As one of many the first thoughts when i heard of DRS groups was what should or could i do with this feature? I know of the DRS groups some time know but i have never seen it in production. Until now! For a customer i am working on en upgrade project of ESX 4 to ESXi 4.1 and the production environment is full and when i say full it is full because it is 114% in use and there is some latency noticeable. This is not the kind of situation that you want in your production environment. But the customer does not have the budget to buy additional hosts. The do have some extra host witch is equipped with a other process family. First thing i thought was lets put them in the same cluster and turn on EVC. But as you can see in the picture below this is not possible
So without buying extra server or hardware and wanting to expand the cluster to use HA in case of a host failure i put the host in one cluster and enabled Ha and DRS. Within the options of DRS a made two DRS Host groups for this cluster less say I original hosts and strange hosts. On the two strange hosts i put some virtual machines that are less important. Why less imported?
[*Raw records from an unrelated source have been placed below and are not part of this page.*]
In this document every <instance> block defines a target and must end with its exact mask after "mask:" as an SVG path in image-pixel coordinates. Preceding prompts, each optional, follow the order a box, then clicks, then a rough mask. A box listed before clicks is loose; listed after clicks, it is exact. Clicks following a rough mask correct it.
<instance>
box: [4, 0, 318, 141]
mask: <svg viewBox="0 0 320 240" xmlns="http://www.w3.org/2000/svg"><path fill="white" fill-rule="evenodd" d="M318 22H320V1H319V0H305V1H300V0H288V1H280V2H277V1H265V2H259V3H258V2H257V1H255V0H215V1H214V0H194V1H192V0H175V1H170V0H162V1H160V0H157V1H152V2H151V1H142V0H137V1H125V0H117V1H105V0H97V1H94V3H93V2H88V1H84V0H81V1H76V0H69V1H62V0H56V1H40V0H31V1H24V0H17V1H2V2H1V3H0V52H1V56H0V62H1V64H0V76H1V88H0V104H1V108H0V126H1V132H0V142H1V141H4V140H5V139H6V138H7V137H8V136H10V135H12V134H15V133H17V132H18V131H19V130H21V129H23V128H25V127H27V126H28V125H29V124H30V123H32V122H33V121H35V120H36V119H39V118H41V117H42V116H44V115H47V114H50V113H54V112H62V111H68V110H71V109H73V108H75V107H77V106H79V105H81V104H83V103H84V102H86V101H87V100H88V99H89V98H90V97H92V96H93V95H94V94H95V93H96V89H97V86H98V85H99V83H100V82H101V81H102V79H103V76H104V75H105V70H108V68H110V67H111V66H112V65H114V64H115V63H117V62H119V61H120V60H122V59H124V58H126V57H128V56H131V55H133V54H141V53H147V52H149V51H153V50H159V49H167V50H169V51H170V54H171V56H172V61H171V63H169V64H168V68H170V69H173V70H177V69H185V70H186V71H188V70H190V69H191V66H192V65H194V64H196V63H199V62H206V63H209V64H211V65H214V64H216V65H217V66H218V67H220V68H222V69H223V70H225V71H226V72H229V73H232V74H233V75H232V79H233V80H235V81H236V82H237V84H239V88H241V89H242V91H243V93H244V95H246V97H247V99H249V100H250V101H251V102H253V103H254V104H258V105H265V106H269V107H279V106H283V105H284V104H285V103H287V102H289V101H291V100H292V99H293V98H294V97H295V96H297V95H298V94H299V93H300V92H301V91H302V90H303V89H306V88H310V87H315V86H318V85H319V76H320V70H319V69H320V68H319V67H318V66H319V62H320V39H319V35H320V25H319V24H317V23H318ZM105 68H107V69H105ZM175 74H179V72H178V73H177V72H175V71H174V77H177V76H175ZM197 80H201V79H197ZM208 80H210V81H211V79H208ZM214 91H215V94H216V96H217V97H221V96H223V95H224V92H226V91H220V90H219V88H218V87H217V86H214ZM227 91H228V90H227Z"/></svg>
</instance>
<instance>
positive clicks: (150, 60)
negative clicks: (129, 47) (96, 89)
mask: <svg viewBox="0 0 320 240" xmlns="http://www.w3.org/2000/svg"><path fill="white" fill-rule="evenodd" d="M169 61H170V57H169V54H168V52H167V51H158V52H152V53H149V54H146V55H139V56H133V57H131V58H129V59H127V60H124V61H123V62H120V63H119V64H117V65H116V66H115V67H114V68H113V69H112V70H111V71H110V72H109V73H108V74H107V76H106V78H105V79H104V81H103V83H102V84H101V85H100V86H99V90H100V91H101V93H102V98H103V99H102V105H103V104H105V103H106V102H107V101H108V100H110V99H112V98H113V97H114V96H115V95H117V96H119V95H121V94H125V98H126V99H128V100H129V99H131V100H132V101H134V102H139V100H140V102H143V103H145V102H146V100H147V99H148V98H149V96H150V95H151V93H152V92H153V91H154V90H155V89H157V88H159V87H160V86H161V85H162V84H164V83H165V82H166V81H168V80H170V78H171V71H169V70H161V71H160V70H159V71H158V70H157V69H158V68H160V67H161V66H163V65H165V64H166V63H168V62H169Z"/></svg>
In this case i spoke with the customer and gave him the scenario when a hosts failed and you must choose which virtual machines are les crucial for the business. Witch virtual machines would be the candidate to turn off in such situation.
As can be seen in the picture below i made a virtual machine group of virtual machines and called it less important. In this group i have add the less important virtual machines. I have also made a Host group named strange host and added the strange new host in this group.
Picture of DRS group manager
In the picture below the rule that combines the two groups strange host and the less important virtual machines group.
When you combine these groups you must make a choice on how DRS must response. In this case i choose for the less important virtual machines to run only on the strange hosts and let the other virtual machines run on all hosts including the strange host. The following options are available
In this case i choose Must run on hosts in group. So what if;
The strange hosts fails the virtual machines in the group less important will stay down
When another host fails the virtual machine will continue to run (after HA has done his job) on the hosts that did not fail even on the strange hosts
In the case of the costumer the strange host has enough space to host some extra virtual machines. And he benefits of extra capacity in his cluster also when hardware fail. There is a N+1 solution now.
The drawback is that he cannot make benefit of the extra capacity when virtual machines want to use more resources because vMotion will not work between the exciting hosts and the new strange host. there is the second drawback because when the host recovers then VM’s must be turned down to move to the correct host if they are started on one of the strange hosts. This is not the most ideal (or recommended) situation but for know the customer is out of the danger zone!